Treating HIV With Integrase Inhibitors

Powerful Drugs Preferred for First-Line Treatment

Integrase inhibitors are a class of antiretroviral drug which prevents HIV from inserting its genetic code into the DNA of an infected cell. It does this by blocking an enzyme known as integrase that HIV needs to hijack the host's DNA and start churning out copies of itself.

Isentress (raltegravir) was the first integrase inhibitor approved by the U.S. Food and Drug Administration (FDA) on October 12, 2007. All told, there are currently three approved INSTI drug molecules and five fixed-dose combination drugs in which an integrase inhibitor is a component.

They are (by order of release date):

As a drug class, integrase inhibitors offer simpler dosing schedules, fewer side effects, and a lower risk of drug resistance. Because of this, they are one of the preferred drugs used in early HIV treatment. 

In the United States, integrase inhibitors are classified as one of the preferred, first-line drugs for people newly diagnosed with HIV. In fact, all five recommended first-line therapies include an integrase inhibitor as the backbone of treatment.

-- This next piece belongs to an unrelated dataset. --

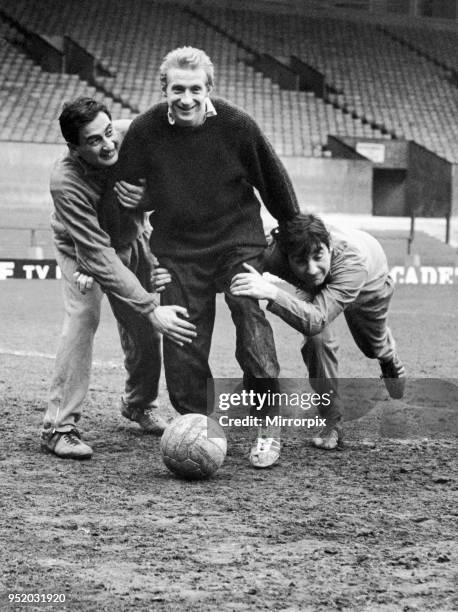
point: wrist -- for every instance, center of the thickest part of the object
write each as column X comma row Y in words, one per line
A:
column 272, row 294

How Integrase Inhibitors Work

HIV integrates its genetic material (genome) into the host cell's DNA in a five-step process:

  1. The integrase enzyme binds to HIV DNA, the latter of which is created in a process called reverse transcription.
  2. The HIV DNA is then prepared for integration in a process called cleaving, which splits the viral genetic strand, leaving open gaps in its structure.
  3. The cleaved strand is then inserted into the host cell's nucleus through an opening called the nuclear pore.
  4. Once inside the nucleus, the HIV DNA is transferred into the host DNA in is what's called a strand transfer reaction. In this stage, the viral DNA will literally tear the host cell's DNA apart, separating the bonds that hold it together and inserting itself into the chemical gaps in the DNA strand.
  5. The process is completed by natural protective response called gap repair, in which the host cell will automatically repair any damage to the DNA, essentially facilitating the takeover of its genetic coding.

By blocking the integrase enzyme, the entire integration process is stopped before it can even start.

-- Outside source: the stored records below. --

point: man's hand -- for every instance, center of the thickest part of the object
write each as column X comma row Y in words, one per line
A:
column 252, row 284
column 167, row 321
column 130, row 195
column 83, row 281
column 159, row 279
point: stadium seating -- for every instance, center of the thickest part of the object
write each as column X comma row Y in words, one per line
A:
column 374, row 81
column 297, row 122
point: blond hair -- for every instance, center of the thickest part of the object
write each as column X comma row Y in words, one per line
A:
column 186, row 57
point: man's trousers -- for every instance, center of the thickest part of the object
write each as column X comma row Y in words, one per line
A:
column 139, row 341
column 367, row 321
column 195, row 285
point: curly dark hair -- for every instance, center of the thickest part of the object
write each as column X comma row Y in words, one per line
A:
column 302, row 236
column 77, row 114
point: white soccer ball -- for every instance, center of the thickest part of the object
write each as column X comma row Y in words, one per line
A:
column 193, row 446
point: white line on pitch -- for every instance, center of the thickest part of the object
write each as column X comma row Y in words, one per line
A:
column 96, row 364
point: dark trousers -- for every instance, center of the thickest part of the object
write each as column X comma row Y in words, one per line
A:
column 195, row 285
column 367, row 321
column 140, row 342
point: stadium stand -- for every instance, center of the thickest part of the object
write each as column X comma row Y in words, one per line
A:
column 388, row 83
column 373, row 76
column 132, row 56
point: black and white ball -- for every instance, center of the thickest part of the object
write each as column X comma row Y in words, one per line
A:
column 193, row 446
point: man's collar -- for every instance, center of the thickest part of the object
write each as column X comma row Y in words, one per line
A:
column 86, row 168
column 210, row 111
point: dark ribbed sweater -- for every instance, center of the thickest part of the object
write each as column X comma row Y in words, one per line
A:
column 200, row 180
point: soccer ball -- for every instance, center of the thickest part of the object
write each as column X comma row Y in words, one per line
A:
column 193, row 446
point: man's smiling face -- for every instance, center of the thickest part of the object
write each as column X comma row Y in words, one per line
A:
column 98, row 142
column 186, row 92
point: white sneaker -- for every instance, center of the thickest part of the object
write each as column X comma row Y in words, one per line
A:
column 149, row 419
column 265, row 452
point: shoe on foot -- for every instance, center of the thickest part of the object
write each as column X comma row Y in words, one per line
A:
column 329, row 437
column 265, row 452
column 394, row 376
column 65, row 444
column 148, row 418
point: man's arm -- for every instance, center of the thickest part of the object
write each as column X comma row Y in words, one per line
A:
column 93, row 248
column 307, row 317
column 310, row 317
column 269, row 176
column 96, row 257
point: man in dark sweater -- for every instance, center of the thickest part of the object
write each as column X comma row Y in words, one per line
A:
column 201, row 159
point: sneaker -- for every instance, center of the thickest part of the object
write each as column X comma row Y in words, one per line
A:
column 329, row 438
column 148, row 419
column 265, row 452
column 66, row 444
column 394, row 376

Integrase inhibitors block only one stage of the HIV life cycle. Other HIV drugs, known as nucleoside reverse transcriptase inhibitors, non-nucleoside reverse transcriptase inhibitors, protease inhibitors, fusion inhibitors, and CCR5 antagonists, block different stages in the life cycle.

When used in combination, they can effectively suppress HIV activity to undetectable levels.

Side Effects and Considerations

Unlike other classes of HIV drug, integrase inhibitors work directly on the mechanisms of viral activity rather than on the infected cells. As such, they tend to have fewer side effects, primarily diarrhea, nausea, fatigue, headache, and insomnia.

Most of these side effects are transient and usually resolve on their own with a week or two of starting treatment. With that being said, if you experience any side effects, call your doctor immediately and do not stop treatment until your doctor tells you. Stopping and changing treatment prematurely can lead to the development of drug resistance.

With that being said, integrase inhibitors remain longer in the bloodstream than other HIV drugs and have greater "forgiveness" if you occasionally miss a dose. Still, it's important to remain adherent, taking it every day as prescribed with as few missed doses as possible.

Drugs in Development

While the combination drug, Dutrebis (raltegravir + lamivudine), had received approval by the FDA in 2015, the manufacturer has decided not to release it in the U.S. and later withdrew it from the European Union, as well. In the end, the manufacturer decided that it was unnecessary given that raltegravir and lamivudine are already widely distributed as single drug agents.

Another promising candidate, the integrase inhibitor cabotegravir, is undergoing Phase III human trials.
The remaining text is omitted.